The mob, furious with hatred and rage, overwhelmingly outnumbered the police. The uncontrollable madness and destruction led to a wild spread of pillaging and looting, as rows and rows of store windows were broken and entered. At 2 a.m. an attempt was made to block off the entire area, but whites, stimulated by the radio reports, began to enter.
An hour later, in the area between the New York Central Railroad Station and the main branch of the United States Post Office, 200 whites and blacks faced each other prepared for combat as police desperately stood between them. At 4 a.m., in a no-win situation, the fire hoses were attached and the police literally forced the crowds to retreat.
The torrent finally put out the fire in the mob, but not the spark. A state of emergency was declared at 4:20 a.m. Saturday morning by the City Manager.
When violence had broken out in the Seventh Ward, I and several others were aware that, the following night, it would be replicated in the Third Ward.
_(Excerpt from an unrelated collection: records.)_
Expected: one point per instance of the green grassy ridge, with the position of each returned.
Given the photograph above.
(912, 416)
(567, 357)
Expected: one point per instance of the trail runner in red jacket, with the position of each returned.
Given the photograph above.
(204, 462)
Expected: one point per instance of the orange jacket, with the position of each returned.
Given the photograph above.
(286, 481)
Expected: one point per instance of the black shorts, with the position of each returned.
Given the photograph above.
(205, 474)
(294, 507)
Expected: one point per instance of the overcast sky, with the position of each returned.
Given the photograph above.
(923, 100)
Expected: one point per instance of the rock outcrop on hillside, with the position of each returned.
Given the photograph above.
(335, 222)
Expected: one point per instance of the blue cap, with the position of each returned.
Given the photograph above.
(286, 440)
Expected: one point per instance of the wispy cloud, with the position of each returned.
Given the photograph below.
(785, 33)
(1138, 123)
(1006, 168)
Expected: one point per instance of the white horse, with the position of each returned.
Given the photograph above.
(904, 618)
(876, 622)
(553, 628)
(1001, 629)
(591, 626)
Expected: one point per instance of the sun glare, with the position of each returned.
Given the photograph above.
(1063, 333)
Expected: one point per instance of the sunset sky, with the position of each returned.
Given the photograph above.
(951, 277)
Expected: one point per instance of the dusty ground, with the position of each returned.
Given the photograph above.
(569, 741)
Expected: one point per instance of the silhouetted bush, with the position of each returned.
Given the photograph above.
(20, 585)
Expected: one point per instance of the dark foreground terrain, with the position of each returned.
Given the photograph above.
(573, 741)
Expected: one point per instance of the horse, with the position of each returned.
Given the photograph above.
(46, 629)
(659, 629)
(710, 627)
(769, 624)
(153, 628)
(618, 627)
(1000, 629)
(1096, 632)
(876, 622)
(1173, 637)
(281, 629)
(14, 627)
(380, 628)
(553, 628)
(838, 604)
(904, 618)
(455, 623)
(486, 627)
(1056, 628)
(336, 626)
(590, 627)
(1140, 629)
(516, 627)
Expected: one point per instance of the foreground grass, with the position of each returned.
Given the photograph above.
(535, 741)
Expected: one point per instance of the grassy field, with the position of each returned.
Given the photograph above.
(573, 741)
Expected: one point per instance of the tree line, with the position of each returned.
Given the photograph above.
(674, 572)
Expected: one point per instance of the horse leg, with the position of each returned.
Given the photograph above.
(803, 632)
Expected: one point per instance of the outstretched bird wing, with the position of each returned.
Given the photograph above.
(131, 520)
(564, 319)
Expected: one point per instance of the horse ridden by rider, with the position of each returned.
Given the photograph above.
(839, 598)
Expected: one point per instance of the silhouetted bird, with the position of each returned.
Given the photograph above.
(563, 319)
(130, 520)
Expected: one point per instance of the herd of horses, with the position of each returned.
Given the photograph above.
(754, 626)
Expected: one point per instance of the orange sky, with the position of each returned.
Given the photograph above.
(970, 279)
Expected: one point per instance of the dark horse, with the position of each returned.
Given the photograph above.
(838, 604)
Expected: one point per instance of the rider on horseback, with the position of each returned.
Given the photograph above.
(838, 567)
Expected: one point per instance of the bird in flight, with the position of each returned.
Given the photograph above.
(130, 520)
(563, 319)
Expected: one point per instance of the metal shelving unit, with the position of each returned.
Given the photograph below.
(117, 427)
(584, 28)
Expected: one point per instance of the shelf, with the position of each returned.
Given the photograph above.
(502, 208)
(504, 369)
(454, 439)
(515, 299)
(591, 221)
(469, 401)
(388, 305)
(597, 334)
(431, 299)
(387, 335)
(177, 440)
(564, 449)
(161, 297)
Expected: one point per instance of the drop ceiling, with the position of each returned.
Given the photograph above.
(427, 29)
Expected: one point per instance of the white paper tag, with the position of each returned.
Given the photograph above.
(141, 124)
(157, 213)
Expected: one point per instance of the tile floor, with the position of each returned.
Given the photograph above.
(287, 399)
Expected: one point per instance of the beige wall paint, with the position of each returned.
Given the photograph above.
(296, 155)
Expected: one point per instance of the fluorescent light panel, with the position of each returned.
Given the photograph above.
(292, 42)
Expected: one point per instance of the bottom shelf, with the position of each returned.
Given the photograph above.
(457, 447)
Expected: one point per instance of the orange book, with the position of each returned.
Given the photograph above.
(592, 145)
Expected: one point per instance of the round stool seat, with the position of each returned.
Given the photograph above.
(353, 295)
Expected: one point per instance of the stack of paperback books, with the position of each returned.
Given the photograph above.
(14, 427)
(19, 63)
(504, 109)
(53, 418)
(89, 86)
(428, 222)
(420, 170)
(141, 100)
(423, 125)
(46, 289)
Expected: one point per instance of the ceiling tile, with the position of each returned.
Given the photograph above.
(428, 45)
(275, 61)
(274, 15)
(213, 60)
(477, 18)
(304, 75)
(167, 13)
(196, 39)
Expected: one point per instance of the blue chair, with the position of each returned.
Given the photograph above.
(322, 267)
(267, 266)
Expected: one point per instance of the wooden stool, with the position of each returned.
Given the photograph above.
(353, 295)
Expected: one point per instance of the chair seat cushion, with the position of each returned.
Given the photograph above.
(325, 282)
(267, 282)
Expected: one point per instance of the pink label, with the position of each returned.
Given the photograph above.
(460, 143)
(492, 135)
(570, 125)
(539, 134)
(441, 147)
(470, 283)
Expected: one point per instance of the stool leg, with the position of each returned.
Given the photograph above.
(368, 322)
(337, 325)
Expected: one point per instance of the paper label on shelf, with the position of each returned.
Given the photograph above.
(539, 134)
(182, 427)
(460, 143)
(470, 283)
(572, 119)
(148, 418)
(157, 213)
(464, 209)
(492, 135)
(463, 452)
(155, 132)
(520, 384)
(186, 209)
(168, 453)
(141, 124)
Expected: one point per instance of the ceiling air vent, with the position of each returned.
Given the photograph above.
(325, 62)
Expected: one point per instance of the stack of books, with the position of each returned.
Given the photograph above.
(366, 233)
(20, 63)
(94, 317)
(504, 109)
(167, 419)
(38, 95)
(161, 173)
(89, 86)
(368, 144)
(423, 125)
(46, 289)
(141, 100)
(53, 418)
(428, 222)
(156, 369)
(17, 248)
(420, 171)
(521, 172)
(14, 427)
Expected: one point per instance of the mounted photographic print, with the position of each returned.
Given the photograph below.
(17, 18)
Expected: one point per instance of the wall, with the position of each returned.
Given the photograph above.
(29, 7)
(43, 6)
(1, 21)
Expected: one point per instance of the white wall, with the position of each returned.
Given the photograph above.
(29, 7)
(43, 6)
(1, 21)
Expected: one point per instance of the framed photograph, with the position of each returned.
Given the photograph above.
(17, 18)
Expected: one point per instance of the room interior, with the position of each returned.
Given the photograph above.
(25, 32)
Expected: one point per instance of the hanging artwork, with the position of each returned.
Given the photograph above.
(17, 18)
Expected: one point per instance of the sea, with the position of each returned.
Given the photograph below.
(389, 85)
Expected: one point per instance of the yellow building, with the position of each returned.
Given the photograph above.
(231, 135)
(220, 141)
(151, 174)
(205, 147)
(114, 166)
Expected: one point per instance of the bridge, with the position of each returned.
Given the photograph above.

Thus, on the morning of Saturday, July 25, at the request of Constance Mitchell, community leaders gathered at her residence. It was decided that we would pass out handbills and leaflets urging citizens to remain calm and stay off of the streets at night. Unfortunately, the effort failed.
Sporadic flare-ups occurred throughout the evening Saturday despite attempts to curb the violence.
A curfew --- martial law --- was imposed: all citizens of the city of Rochester were to remain off the streets from 8 p.m. to 7 a.m. In addition, no alcoholic beverages were sold; movie theaters, beaches, and other recreational facilities were also closed during curfew hours.
The riots exploded out to a 10-block radius of the demolished Joseph Avenue. Trouble was springing up at a number of spots miles apart around the city, including South Plymouth Avenue and Adams Street, Hudson Avenue and Gilmore Street, and Joseph Avenue and Herman Street. A total of 530 police were patrolling the city by midnight as the mobs were estimated to reach 3,000 by early morning. Despite the all-night curfew, rioting blacks fired shots into the air and continued to throw rocks and bottles as police fought back with tear gas.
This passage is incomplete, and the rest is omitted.